Chapter 6, Problem 5MCQ

To determine

To find: The number of solutions of given system of equations using graph and if it has solution, name it.

Answer to Problem 5MCQ

The given system of equations has infinitely many solutions which are dependent.

Explanation of Solution

Given information:

The given system of equations is

  $x+y=8$

  $3x+3y=24$

Formula used:

If a system has at least one solution, then it is said to be consistent. If a consistent system of equations has exactly one solution, it is independent . If a consistent system has an infinite number of solutions, it is dependent, when graphed such equations, represent the same line.

If a system has no solution, it is said to be inconsistent .The graphs of such equations do not intersect, i.e., graphs are parallel.

Graph:

The graphs of given equations $x+y=8$ , and $3x+3y=24$ are shown in Figure-1 here.

From the graph of equations we see that the equation $x+y=8$ and $3x+3y=24$ represent same straight lines so they have infinitely many solutions, and those solutions are dependent.

Thus, the given system of equations $x+y=8$ , $3x+3y=24$ has infinitely many dependent solutions.

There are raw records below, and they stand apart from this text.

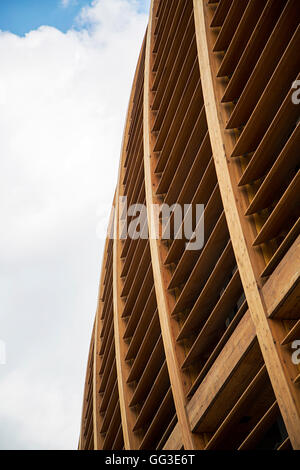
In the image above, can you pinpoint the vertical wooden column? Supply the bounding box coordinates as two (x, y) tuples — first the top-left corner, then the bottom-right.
(144, 0), (203, 450)
(113, 48), (143, 450)
(93, 215), (113, 450)
(194, 0), (300, 449)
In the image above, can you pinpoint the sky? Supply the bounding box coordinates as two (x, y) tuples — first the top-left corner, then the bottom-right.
(0, 0), (149, 449)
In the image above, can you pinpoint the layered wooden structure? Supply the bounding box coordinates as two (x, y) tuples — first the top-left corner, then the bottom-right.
(79, 0), (300, 449)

We discuss here what the infinitely many solutions are:

See equation $\frac{3x+3y}{3}=\frac{24}{3}\Rightarrow x+y=8$ that is the first equation. Now, let $x=k$ , k be a real number. Substituting $x=k$ in first equation $x+y=8$ we get $y=8-k$ ,

Thus, the solutions of given system of equations is $x=k$ and $y=8-k$ . Since, we have infinite values of k so we get an infinite number of solutions. Since, both x and y depends on k so the solutions are dependent.

Conclusion:

The given system of equations $x+y=8$ , $3x+3y=24$ has infinitely many dependent solutions.